Merthyr-Cardiff trains increase

Arriva Trains Wales train
Arriva Trains Wales will run the service every half hour

A new half-hourly train service between Merthyr Tydfil and Cardiff which aims to get commuters out of their cars is to start.

Trains previously travelled to and from the Welsh capital to the valleys town once every hour.

The new service will run at 26 and 56 minutes past the hour from Cardiff and eight and 38 minutes past from Merthyr.

It comes after the assembly government invested £19m in new track and signalling along the busy route.

Work included improving stations at Abercynon in the Cynon Valley and at Merthyr Vale, while upgrading tracks and signalling.

A new park and ride facility at Abercynon is to follow the rail improvements.

It marks the first of a series of improvements that is set to be delivered to all key valley towns over the next five years
Mike Gallop, Network Rail

Minister for Economy and Transport, Ieuan Wyn Jones will board the 0656 BST train from Cardiff Central to launch the new service, arriving at Merthyr shortly after 0800 BST.

He said the launch was "another significant step" towards delivering a "system of sustainable transport fit for a 21st century Wales".

"Improving the quality and regularity of this important service will encourage many more commuters to use public transport," he said.

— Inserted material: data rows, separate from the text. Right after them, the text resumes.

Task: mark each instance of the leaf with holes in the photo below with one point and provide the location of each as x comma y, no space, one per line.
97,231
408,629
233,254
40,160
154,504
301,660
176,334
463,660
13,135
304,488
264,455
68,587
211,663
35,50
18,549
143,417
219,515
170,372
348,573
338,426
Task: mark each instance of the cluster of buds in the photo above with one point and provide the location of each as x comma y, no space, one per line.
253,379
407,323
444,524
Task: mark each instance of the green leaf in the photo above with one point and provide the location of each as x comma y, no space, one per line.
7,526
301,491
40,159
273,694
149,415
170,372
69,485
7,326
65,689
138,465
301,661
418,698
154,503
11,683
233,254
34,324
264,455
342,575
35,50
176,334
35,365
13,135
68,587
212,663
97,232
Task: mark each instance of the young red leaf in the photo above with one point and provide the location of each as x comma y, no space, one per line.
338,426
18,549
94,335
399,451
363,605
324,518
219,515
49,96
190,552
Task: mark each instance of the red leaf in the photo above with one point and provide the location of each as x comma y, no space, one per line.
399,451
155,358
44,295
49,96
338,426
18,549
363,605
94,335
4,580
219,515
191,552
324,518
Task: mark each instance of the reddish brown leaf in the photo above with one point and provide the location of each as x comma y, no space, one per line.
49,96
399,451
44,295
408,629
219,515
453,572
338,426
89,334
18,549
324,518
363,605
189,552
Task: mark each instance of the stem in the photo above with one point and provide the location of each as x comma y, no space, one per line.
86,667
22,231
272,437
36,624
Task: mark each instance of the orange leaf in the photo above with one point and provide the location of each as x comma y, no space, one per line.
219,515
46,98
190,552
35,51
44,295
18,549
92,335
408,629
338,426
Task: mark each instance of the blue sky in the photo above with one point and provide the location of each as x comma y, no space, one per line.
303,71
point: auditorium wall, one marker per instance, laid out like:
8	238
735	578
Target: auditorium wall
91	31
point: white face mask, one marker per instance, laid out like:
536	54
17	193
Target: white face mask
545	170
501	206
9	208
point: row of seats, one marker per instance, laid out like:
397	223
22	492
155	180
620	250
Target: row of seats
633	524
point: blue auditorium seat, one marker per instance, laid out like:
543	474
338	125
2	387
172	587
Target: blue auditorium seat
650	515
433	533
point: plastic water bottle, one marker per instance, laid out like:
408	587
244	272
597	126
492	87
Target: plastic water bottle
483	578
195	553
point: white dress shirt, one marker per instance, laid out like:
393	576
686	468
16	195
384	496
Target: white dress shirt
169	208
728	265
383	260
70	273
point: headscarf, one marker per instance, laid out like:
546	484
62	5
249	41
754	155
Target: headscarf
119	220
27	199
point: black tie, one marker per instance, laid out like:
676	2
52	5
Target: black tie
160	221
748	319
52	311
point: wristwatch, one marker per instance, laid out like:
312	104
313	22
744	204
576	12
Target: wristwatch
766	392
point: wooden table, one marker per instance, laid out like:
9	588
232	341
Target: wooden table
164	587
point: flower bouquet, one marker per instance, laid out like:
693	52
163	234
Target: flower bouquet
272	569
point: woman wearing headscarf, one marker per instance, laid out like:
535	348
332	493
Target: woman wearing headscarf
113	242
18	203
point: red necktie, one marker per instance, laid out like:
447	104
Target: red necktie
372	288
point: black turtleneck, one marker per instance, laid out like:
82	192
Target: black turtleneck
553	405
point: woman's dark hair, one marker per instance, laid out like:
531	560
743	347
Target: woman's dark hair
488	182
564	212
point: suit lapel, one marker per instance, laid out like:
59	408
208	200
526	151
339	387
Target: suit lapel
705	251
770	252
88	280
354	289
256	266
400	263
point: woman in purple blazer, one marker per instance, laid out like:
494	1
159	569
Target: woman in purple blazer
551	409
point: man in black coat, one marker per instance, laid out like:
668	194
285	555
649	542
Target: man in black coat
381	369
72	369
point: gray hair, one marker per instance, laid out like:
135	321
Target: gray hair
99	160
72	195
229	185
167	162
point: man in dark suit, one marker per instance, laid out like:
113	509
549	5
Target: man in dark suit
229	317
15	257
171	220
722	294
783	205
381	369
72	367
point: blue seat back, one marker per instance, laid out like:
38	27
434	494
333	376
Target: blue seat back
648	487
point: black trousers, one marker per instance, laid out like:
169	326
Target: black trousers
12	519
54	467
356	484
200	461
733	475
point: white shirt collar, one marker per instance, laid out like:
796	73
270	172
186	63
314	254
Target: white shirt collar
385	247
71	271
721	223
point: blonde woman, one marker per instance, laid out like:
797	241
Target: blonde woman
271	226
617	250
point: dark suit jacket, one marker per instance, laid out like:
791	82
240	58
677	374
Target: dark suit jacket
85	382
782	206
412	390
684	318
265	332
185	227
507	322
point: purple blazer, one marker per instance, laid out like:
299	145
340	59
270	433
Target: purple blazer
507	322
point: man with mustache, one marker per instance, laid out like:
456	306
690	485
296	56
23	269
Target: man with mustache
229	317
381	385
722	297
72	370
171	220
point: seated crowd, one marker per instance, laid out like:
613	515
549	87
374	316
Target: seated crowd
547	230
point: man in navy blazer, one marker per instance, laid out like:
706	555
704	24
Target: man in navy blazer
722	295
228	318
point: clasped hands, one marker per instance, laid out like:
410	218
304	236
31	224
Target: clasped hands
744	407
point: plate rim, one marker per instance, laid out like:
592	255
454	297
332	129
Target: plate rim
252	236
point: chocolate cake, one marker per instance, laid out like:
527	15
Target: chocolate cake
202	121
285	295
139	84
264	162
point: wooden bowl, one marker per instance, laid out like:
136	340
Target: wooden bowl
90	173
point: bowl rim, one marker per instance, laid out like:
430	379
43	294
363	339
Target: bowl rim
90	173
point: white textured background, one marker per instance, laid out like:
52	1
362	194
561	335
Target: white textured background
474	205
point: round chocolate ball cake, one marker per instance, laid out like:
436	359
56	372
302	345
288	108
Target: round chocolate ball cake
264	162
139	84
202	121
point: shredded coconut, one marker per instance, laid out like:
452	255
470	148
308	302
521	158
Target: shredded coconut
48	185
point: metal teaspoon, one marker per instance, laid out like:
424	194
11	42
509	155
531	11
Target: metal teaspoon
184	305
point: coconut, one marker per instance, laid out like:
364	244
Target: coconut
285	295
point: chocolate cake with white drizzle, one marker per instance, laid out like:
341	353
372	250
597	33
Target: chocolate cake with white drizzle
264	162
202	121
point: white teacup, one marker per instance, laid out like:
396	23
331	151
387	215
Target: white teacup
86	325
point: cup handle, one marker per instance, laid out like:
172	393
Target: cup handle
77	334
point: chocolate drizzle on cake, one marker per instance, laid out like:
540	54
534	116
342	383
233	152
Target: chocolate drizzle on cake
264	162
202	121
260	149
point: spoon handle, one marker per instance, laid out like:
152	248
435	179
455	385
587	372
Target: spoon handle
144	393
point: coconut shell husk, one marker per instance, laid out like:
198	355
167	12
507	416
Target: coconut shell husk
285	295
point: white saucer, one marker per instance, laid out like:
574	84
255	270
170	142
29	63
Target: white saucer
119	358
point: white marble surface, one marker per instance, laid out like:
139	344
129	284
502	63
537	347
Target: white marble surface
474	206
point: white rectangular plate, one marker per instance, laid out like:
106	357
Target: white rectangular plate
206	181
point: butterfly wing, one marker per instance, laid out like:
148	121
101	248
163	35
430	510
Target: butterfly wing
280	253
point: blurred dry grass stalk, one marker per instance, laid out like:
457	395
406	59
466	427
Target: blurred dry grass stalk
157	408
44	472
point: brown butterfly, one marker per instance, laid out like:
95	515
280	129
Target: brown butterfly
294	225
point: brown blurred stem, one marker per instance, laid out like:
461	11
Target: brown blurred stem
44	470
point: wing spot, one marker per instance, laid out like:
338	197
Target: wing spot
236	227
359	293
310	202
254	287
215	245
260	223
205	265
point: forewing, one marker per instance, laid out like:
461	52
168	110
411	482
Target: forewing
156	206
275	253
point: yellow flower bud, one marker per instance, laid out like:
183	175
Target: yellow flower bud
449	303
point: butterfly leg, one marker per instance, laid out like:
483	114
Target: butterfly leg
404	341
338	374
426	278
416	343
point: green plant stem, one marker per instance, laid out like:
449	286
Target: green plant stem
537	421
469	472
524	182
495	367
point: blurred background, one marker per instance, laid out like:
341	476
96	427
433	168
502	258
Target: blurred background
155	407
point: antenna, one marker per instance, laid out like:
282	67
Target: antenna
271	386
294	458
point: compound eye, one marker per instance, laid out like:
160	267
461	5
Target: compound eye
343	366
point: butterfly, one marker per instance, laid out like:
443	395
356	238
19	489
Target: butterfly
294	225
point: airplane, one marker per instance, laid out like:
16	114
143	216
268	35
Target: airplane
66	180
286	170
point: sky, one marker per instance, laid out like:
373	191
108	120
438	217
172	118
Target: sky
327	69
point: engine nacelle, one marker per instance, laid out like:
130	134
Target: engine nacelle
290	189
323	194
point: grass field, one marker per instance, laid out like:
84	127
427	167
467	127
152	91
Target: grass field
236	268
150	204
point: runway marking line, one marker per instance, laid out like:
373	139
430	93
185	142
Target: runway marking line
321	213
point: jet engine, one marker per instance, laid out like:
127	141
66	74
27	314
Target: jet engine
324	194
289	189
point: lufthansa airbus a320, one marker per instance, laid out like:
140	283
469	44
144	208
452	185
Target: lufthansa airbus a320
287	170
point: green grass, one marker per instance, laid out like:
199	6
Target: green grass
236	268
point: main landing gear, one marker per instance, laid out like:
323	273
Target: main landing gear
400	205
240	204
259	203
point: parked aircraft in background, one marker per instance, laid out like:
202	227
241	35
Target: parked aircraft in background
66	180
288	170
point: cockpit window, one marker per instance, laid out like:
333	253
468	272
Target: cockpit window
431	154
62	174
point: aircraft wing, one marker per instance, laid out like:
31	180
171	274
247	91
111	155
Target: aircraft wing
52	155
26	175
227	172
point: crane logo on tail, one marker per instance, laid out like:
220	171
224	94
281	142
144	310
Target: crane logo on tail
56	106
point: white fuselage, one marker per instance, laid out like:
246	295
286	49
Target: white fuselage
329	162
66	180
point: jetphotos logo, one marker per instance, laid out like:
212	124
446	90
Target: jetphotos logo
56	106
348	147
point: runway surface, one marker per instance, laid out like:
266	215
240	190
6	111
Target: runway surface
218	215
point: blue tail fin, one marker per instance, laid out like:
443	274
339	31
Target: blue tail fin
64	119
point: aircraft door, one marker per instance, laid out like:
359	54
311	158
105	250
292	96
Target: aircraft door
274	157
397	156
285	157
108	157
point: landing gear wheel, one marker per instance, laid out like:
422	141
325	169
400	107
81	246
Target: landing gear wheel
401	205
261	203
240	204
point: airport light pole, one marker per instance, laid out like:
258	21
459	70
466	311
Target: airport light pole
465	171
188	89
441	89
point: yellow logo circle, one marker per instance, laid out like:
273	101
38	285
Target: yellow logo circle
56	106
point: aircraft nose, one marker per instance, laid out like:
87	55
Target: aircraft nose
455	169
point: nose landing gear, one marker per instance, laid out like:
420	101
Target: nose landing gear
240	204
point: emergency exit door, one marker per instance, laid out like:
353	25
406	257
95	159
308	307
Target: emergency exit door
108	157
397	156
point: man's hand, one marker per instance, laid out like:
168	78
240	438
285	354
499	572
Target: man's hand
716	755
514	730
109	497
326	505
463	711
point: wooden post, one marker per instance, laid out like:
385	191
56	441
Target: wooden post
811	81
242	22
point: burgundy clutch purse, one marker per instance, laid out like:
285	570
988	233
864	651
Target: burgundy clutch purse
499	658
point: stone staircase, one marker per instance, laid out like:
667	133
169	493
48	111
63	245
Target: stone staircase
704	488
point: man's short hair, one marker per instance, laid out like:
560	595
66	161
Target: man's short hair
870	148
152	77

"Not only will this help reduce traffic on the roads, but also improve access to jobs, education and training opportunities."

'Regeneration'

Mike Bagshaw, commercial director Arriva Trains Wales, which will run the service, said: "From today we are able to offer our passengers a more flexible convenient service which will boost the local economy and future regeneration of Merthyr."

Mike Gallop, route enhancement manager for Network Rail said its engineers had invested more than 70,000 hours to design and build the infrastructure over the last two years.

He said more improvements were scheduled for other towns in the south Wales valleys.

"It marks the first of a series of improvements that is set to be delivered to all key valley towns over the next five years to bring more trains to meet the burgeoning passenger growth in south Wales," he added.